In the U.S. we are often sensitive when it comes to this topic, especially in regards to weight and race, so much that we can become very circuitous in our descriptions of people.  Not so in Nicaragua, where people will call it as they see it, describing people by the color of their skin without blinking, and telling you to your face if they believe you have gained or lost weight.  This is often painful for many female volunteers especially since the Nica diet of excessive oil and sugar tends to pack on the pounds, and we come from a culture that prizes thinness as the pinnacle of beauty.  It hurts when someone tells us, after gaining just one or two pounds, that we are fatter than we were last week.  Oh, and they notice.  There was a time that I went up probably just three pounds, but a community health worker thought it enough to tell me, "Teresita, when you came to Nicaragua you were thin, now you're fat!  You're so fat!"  It stung, especially because, seriously?!  Three pounds.  Three pounds!  That's not enough to go from thin to fat in my book, but in a culture that deals with subtleties all the time, it was at least enough for comment.

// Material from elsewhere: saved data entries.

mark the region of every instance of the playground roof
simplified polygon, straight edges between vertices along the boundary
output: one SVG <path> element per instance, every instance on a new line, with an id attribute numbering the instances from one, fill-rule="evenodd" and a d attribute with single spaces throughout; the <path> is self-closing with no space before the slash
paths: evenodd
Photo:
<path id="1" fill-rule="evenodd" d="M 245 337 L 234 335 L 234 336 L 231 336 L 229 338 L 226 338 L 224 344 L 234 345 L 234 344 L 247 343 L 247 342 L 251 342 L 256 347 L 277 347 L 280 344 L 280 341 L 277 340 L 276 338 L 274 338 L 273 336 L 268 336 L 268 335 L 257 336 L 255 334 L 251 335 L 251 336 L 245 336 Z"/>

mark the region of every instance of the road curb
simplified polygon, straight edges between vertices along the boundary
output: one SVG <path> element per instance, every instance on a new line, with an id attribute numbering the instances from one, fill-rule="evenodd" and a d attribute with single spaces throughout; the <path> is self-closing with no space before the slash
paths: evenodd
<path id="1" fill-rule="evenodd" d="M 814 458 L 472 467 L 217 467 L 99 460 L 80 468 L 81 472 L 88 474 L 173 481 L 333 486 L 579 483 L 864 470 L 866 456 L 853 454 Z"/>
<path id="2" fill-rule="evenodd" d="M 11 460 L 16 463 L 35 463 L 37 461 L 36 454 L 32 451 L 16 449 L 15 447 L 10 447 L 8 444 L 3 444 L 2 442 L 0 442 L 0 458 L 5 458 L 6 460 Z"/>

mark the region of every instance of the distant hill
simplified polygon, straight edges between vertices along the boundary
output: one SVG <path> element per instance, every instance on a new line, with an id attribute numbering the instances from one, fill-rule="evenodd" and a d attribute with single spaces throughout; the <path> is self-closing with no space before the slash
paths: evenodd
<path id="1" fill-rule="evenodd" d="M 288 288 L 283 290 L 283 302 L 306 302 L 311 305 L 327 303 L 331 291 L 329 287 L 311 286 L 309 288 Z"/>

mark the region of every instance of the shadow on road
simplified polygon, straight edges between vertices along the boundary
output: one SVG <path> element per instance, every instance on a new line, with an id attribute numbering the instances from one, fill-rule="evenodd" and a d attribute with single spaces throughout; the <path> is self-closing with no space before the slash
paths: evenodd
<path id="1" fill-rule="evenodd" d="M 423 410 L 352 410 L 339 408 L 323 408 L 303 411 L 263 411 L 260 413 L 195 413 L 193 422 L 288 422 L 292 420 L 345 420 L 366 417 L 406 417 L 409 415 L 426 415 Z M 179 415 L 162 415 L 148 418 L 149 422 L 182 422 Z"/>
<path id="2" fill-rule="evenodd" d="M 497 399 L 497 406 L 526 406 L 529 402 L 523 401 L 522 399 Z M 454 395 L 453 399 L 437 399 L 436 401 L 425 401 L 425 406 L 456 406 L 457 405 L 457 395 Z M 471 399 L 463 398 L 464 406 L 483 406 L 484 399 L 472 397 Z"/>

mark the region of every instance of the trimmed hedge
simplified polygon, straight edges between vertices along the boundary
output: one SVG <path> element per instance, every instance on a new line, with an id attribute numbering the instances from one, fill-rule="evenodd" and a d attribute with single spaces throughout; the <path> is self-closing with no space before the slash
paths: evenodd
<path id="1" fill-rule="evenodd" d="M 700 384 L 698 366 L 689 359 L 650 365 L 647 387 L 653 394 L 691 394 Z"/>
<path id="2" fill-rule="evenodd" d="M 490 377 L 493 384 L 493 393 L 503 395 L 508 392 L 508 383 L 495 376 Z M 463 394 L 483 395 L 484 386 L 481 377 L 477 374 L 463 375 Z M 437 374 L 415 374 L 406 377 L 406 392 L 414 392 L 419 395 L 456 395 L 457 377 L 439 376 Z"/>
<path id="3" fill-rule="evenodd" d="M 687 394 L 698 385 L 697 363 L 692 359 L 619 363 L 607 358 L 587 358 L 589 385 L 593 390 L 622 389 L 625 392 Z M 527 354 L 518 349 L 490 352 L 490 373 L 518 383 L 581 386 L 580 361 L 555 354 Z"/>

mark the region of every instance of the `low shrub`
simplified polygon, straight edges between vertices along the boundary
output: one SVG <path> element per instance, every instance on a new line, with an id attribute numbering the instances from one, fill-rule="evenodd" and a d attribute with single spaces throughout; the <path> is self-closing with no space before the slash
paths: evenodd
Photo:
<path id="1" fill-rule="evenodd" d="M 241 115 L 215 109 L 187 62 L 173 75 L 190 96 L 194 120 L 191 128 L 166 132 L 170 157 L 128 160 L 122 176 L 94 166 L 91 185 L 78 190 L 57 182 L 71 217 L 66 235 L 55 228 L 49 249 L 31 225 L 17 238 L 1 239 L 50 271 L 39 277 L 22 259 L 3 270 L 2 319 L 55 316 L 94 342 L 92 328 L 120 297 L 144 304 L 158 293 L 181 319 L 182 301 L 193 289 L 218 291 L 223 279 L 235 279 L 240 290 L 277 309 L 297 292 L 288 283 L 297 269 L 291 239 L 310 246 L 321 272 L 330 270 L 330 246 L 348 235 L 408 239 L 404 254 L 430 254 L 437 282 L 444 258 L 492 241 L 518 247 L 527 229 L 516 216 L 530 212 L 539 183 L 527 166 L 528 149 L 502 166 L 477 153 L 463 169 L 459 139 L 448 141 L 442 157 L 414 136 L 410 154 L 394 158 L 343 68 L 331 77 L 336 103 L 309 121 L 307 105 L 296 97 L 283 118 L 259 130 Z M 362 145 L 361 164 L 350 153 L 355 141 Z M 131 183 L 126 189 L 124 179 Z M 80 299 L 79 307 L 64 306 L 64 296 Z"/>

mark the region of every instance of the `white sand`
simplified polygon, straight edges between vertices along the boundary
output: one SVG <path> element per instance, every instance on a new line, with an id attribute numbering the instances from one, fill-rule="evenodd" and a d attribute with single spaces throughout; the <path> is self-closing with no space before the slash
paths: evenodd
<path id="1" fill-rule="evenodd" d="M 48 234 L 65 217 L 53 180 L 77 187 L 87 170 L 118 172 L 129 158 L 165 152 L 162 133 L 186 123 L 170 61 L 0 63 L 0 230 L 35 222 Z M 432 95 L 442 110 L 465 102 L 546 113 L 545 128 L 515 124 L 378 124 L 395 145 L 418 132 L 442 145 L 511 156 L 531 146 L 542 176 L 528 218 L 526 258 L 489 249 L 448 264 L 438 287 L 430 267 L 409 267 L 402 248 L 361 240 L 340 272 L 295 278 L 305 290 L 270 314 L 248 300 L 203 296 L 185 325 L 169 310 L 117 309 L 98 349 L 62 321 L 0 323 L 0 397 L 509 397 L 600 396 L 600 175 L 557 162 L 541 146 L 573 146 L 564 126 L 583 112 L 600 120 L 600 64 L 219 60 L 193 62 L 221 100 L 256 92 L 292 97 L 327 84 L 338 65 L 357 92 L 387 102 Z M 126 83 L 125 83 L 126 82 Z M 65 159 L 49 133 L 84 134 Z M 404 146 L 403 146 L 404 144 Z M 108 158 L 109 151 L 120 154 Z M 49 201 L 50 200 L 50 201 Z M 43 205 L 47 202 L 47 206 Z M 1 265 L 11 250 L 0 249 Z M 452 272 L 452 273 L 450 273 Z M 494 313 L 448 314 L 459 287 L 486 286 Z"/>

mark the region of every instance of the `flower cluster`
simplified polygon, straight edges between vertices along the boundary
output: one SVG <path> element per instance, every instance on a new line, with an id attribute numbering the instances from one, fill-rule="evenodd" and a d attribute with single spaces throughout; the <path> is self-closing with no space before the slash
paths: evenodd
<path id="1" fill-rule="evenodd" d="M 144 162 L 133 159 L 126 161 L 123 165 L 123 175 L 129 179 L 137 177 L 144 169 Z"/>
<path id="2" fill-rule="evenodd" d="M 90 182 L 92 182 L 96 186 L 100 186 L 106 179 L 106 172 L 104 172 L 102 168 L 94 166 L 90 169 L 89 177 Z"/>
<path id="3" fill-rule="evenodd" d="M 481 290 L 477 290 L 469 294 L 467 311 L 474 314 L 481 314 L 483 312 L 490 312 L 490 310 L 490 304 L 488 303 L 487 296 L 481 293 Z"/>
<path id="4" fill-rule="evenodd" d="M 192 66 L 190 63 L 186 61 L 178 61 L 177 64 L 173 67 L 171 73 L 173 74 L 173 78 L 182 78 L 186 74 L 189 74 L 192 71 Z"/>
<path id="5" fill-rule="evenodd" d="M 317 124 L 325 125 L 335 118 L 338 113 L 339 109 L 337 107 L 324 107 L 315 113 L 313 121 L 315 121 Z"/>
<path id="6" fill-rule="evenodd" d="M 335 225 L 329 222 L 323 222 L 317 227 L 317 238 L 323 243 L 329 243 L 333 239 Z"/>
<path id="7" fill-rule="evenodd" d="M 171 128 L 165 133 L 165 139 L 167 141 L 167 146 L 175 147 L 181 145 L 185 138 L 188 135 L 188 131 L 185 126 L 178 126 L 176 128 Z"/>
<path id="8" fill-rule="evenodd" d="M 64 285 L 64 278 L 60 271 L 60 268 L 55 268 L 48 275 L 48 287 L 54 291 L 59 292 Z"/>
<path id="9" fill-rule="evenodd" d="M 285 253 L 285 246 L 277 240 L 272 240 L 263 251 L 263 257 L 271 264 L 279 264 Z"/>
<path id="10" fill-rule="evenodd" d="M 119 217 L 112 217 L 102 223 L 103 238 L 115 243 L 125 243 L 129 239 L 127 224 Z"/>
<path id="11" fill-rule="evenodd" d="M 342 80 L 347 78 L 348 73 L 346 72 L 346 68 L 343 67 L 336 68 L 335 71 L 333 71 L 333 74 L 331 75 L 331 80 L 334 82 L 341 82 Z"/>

Thankfully I have since learned that these remarks are rarely made maliciously, and are often meant as a complement, since women are considered more attractive when they are rocking more curves.  Like I mentioned in one of my previous posts, the word, "hermosa," which means beautiful, is often used to describe big women.  Since being here, I have become much more comfortable with my body, so now when people say I'm a little fatter, I don't take offense, in fact I tend to enjoy it.  My favorite example was when a few medical students from Holland were doing a week of practicals in my town.  In the U.S. they would have been models probably, they were pretty, and had the ideal height and body size for the job, but the women in the casa materna kept on commenting on how they were too tall, and too skinny.  To emphasize this point, one of the women said, "yeah, they don't have what Teresita has," as she patted my thigh, right below my butt affectionately.  After everything I have learned, it made me feel pretty loved.  Thanks ladies.